Porque el calor llega fuerte. Muy fuerte para finales de mayo.
Las previsiones de AEMET y los diferentes modelos meteorológicos apuntan a máximas que podrían alcanzar e incluso superar los 35 grados en amplias zonas de la provincia a lo largo de esta semana.
Una situación absolutamente anómala para estas fechas y que dispara automáticamente el riesgo de incendios forestales en una provincia especialmente sensible después de los dramáticos precedentes sufridos en la Sierra de la Culebra y otras zonas forestales zamoranas.
De hecho, la Junta de Castilla y León ya ha activado medidas extraordinarias por peligro de incendios ante un episodio meteorológico que AEMET califica con índices de riesgo “alto”, “muy alto” e incluso “extremo” en parte del territorio.
La semana comenzará todavía con cierta inestabilidad residual y posibilidad de tormentas aisladas por las tardes, especialmente mañana lunes y el martes en zonas del oeste provincial y áreas cercanas a Sanabria, Aliste o Sayago.
Y ahí estará precisamente una de las claves.
Porque el calor acumulado durante las horas centrales del día favorecerá la formación de nubes de evolución que podrían descargar chaparrones tormentosos muy localizados, acompañados incluso de aparato eléctrico, granizo puntual y rachas fuertes de viento.
Eso sí, las tormentas serán muy irregulares y no impedirán que el ambiente general sea plenamente veraniego.
Para las romerías y celebraciones previstas mañana, la previsión apunta a un día de muchísimo calor desde media mañana, con temperaturas que podrían moverse entre los 30 y los 33 grados en muchos puntos de la provincia y sensación térmica elevada especialmente en las horas centrales.

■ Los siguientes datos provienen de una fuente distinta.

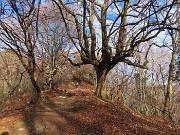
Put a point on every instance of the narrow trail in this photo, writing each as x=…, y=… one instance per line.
x=78, y=112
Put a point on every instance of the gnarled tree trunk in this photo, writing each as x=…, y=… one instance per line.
x=101, y=74
x=30, y=68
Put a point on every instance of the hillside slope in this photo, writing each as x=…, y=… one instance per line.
x=78, y=112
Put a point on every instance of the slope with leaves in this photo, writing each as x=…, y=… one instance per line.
x=77, y=111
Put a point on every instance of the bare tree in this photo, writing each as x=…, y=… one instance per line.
x=109, y=32
x=168, y=97
x=53, y=43
x=19, y=33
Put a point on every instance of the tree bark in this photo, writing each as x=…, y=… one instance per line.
x=101, y=74
x=168, y=96
x=30, y=68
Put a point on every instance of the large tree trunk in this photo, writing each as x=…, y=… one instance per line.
x=101, y=74
x=35, y=93
x=168, y=96
x=30, y=68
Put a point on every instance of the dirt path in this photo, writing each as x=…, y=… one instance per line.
x=76, y=112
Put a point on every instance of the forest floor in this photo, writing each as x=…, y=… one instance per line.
x=77, y=112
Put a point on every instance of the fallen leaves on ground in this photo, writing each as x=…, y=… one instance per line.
x=78, y=112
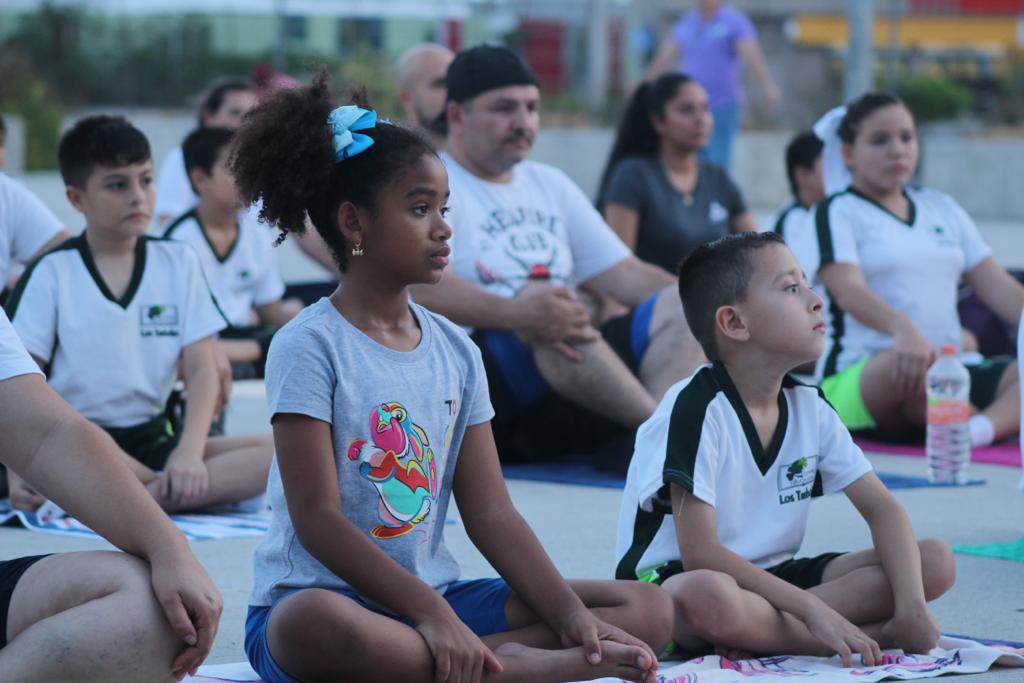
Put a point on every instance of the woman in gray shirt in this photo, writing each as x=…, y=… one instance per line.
x=655, y=193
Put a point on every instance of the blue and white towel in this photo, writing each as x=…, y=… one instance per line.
x=953, y=655
x=220, y=523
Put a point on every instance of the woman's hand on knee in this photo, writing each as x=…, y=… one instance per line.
x=192, y=604
x=914, y=354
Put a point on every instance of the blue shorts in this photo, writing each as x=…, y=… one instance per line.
x=479, y=603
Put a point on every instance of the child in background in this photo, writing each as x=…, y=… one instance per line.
x=111, y=313
x=237, y=255
x=223, y=105
x=723, y=474
x=380, y=413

En La Hiniesta, donde miles de personas acompañarán a la Virgen de la Concha en una de las romerías más queridas por los zamoranos, se espera una jornada muy calurosa para caminar y permanecer al sol durante horas. Lo mismo ocurrirá en Toro con el Cristo de las Batallas o en Fermoselle con las celebraciones de la Santa Cruz.
La recomendación será clara: agua, sombra y protección solar.
Porque el episodio cálido no será puntual. Todo apunta a que las temperaturas seguirán muy altas durante buena parte de la semana, con noches además cada vez más templadas y mínimas claramente por encima de lo habitual para finales de mayo.
Y junto al calor aparece inevitablemente la preocupación por el fuego.
Monte seco, vegetación muy desarrollada tras las lluvias de primavera, viento cambiante y temperaturas disparadas forman un cóctel extremadamente peligroso para el campo zamorano. AEMET ya advierte de condiciones muy desfavorables para incendios forestales, especialmente en jornadas con viento sur y humedades muy bajas.
La provincia entra así de golpe en una situación más propia de julio que de mayo.
Las piscinas empiezan a llenarse, Ricobayo ya parece una playa en muchos momentos del día y las terrazas viven jornadas casi estivales. Pero Zamora sabe demasiado bien lo que significa combinar calor extremo, viento y monte seco.
Por eso esta semana será también una prueba de responsabilidad colectiva.
Porque mientras las romerías llenan caminos y pueblos de ambiente festivo, el campo zamorano vuelve a mirar al cielo con respeto. Mucho respeto.